Mindful of the potential backlash, a number of AIG directors entered Wednesday's meeting leaning toward rejecting Starr's request to join its suit, people familiar with their thinking said. Endorsing Starr's action, the people said, could hinder AIG's efforts to rebuild its reputation.This decision might also have to do something with having an already prominent opponent becoming a very powerful opponent, too. Sen. Elizabeth Warren came out swinging after AIG announced it was considering joining the suit and biting the hand that fed them, as Warren said, since the company only exists because of the $182-plus billion government bailout, funded by taxpayers.
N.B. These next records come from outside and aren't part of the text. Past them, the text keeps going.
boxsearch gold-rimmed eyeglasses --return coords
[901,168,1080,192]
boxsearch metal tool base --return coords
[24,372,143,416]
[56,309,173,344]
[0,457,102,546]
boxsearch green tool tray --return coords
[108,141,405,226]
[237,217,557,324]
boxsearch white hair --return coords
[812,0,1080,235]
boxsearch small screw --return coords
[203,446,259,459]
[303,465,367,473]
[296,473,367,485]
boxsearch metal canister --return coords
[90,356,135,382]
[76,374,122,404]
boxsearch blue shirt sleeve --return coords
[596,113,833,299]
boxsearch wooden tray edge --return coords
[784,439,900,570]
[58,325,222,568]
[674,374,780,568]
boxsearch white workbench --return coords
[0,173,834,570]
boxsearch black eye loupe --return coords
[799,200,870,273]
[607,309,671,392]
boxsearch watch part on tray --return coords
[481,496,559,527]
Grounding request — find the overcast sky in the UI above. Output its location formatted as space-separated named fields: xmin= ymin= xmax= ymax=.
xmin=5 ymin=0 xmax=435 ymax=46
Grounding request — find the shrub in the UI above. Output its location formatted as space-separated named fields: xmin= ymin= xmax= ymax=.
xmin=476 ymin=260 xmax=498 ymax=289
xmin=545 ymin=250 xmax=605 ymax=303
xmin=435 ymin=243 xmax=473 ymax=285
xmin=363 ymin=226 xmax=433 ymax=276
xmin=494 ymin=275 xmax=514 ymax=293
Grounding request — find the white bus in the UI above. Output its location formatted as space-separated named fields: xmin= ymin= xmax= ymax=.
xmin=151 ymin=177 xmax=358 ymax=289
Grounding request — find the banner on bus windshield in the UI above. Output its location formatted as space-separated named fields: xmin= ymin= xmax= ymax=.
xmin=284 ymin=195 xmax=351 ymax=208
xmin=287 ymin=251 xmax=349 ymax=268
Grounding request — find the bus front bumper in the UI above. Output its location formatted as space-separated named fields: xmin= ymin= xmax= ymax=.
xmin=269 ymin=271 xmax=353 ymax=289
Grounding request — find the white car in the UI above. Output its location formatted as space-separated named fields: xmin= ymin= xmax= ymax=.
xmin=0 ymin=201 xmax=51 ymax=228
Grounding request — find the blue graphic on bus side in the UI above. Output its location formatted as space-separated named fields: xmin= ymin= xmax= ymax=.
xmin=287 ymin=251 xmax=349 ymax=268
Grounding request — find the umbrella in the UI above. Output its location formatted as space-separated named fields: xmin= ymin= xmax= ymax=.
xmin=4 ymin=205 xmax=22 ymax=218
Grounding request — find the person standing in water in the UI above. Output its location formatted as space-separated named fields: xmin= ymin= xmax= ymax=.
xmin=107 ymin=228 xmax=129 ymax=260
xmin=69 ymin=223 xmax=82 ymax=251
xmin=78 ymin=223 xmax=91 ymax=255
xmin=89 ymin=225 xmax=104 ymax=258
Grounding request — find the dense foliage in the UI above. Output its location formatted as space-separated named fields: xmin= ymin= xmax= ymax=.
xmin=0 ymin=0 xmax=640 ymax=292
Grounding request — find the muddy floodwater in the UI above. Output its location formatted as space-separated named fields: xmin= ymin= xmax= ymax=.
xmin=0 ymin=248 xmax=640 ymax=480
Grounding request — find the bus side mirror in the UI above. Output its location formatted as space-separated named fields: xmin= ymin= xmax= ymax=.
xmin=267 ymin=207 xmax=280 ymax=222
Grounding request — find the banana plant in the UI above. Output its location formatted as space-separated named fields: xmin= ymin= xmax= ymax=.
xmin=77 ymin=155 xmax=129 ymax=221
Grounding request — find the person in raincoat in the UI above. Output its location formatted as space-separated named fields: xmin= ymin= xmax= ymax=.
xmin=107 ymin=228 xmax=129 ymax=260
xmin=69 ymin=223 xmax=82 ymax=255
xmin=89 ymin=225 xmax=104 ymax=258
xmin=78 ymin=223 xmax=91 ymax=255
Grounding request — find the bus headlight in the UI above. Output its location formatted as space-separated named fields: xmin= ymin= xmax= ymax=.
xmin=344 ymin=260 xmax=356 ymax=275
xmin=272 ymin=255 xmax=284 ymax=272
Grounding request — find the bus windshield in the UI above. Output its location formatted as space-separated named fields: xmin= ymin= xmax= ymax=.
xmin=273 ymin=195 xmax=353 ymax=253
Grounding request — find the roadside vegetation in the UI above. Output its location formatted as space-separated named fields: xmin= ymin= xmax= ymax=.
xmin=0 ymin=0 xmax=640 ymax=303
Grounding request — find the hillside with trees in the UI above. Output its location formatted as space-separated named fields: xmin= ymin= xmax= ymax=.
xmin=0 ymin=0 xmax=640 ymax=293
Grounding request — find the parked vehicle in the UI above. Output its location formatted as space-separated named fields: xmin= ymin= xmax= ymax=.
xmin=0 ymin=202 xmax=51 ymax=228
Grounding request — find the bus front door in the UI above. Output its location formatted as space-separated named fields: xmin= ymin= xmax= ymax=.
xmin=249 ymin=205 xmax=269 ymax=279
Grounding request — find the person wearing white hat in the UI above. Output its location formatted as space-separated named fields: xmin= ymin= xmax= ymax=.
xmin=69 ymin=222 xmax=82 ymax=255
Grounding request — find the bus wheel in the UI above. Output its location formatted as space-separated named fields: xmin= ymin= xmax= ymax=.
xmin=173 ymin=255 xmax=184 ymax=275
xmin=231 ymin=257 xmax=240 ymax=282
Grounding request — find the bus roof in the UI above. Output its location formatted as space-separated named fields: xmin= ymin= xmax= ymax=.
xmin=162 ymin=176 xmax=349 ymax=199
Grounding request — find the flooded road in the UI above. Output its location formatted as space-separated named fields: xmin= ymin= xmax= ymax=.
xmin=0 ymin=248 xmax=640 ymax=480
Warren's immediate and very vocal, very strong opposition made lots of news. It brought a lot of media attention and no small amount of criticism raining down on the company. That was very likely a very big factor in the directors' decision. That and the possibility of Senate Banking Committee hearings probing its post-bailout operations and the special tax breaks it enjoys. Those tax breaks were a direct target Warren's statement: "In its ongoing efforts to reform corporate tax law, Congress should close this egregious loophole and prevent AIG from continuing to receive a stealth bailout every time it files its taxes."
So AIG will try to fade back into the woodwork, but maybe it'll have done a larger service: providing the impetus for Senate Democrats to start hammering away at its tax breaks.